Other insurance providers may have different services, modes and rates specific to their own requirements.

Helpful resources for providers

  • Department of Health and Human Services Telehealth
    The HHS Telehealth Website provides helpful tools to both patients and providers to assist them as they utilize telehealth technologies.
  • Northwest Regional Telehealth Resource Center
    The Northwest Regional Telehealth Resource Center (NRTRC) provides technical assistance in developing Telehealth networks and applications to serve rural and underserved communities. It leverages collective expertise of 41 Telehealth networks in Alaska, Idaho, Montana, Oregon, Utah, Washington, and Wyoming to share information and resources and develop new Telehealth programs. The NRTRC provides technical assistance for new programs and applications, improves access to specialty care through regional collaboration, develops information on best practices, regulatory policy, and reimbursement issues.

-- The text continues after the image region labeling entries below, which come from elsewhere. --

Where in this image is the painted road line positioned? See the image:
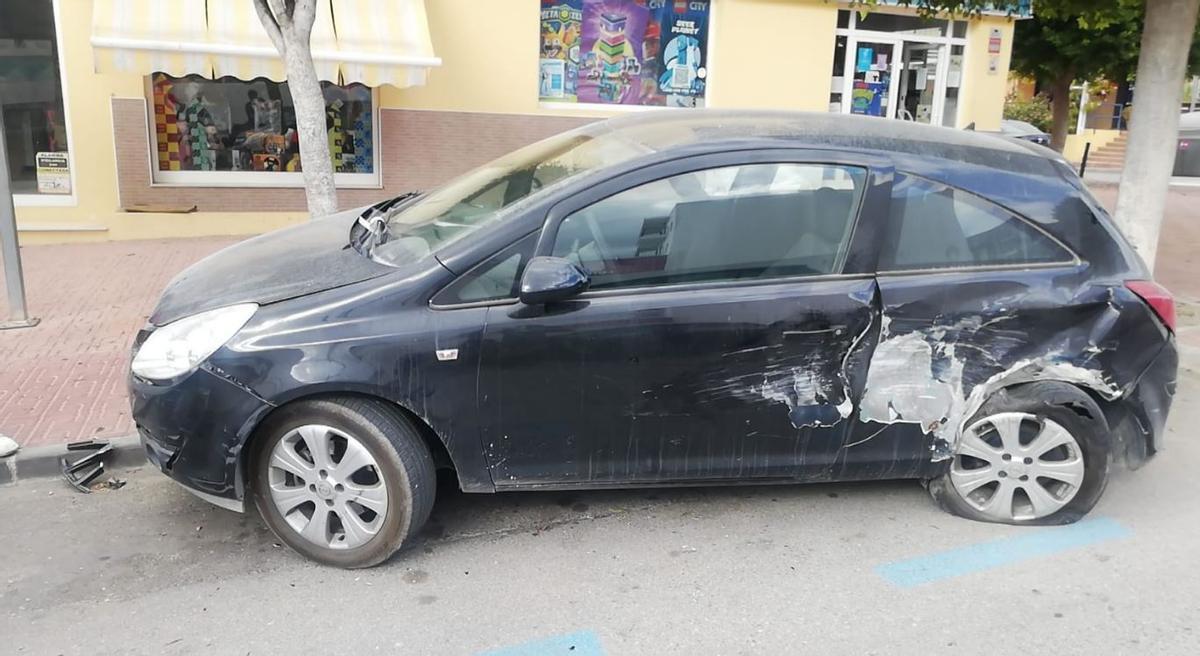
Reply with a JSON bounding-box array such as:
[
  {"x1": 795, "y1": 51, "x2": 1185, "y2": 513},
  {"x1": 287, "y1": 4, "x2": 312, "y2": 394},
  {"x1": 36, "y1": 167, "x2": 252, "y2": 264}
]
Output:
[
  {"x1": 479, "y1": 631, "x2": 604, "y2": 656},
  {"x1": 875, "y1": 517, "x2": 1130, "y2": 588}
]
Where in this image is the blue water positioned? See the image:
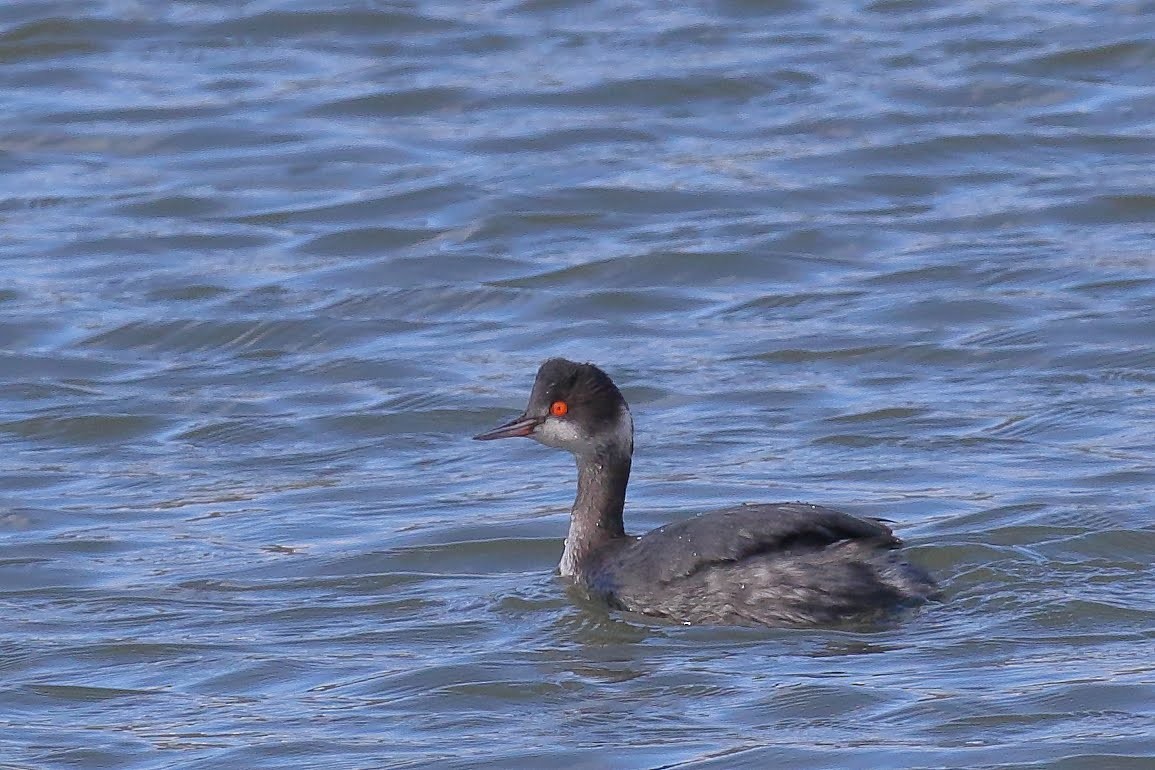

  • National Network of Regional Telehealth Resource Centers
    The National Consortium of Telehealth Resource Centers (NCTRC) is here to ensure telehealth programs are up and running. The NCTRC works collaboratively with 12 regional and two national Telehealth Resource Centers (TRCs) to provide information and assistance to all requesters. The Centers operate under one consortium for the advancement and accessibility of telehealth with a focus in rural healthcare.
  • Rural Health Information Hub Telehealth Use in Rural Healthcare
    The Rural Health Information Hub’s (RHIhub) telehealth guide provides an overview of telehealth in rural America to help healthcare providers find information related to providing telehealth services and highlights funding opportunities and other initiatives to implement telehealth services. It includes examples of telehealth projects to serve as models for rural hospitals and clinics to develop and implement telehealth programs.
  • Office for the Advancement of Telehealth Programs
    The Office for the Advancement of Telehealth (OAT) promotes the use of telehealth technologies for health care delivery, education, and health information services. Telehealth is especially critical in rural and other remote areas that lack sufficient health care services, including specialty care.
  • The Center for Connected Health Policy from the National Telehealth Policy Resource Center
    The Center for Connected Health Policy is a nonprofit, nonpartisan organization working to maximize telehealth’s ability to improve health outcomes, care delivery, and cost effectiveness. They provide up-to-date information about telehealth-related laws, regulations and reimbursement for telehealth services for each state.
  • The Universal Service Administrative Co.
    The Universal Service Administrative Co. (USAC) administers the Universal Service Fund with the goal that everyone in the U.S. should have access to high-speed connectivity. With funding of nearly $10 billion annually, USAC focuses on places where broadband and connectivity needs are critical such as rural, underserved, and difficult-to-reach areas.
  • Alaska Project ECHO
    Project ECHO® (Extension for Community Healthcare Outcomes) is a tele-mentoring program designed for adult learners. It builds the capacity of community providers to manage issues typically referred for specialty services. Specialists from the fields of healthcare and education connect to local workers in interactive video sessions and share evidence-based approaches to manage complex cases. Alaska has a growing number of Project ECHO sites that are collaborating to provide virtual learning communities.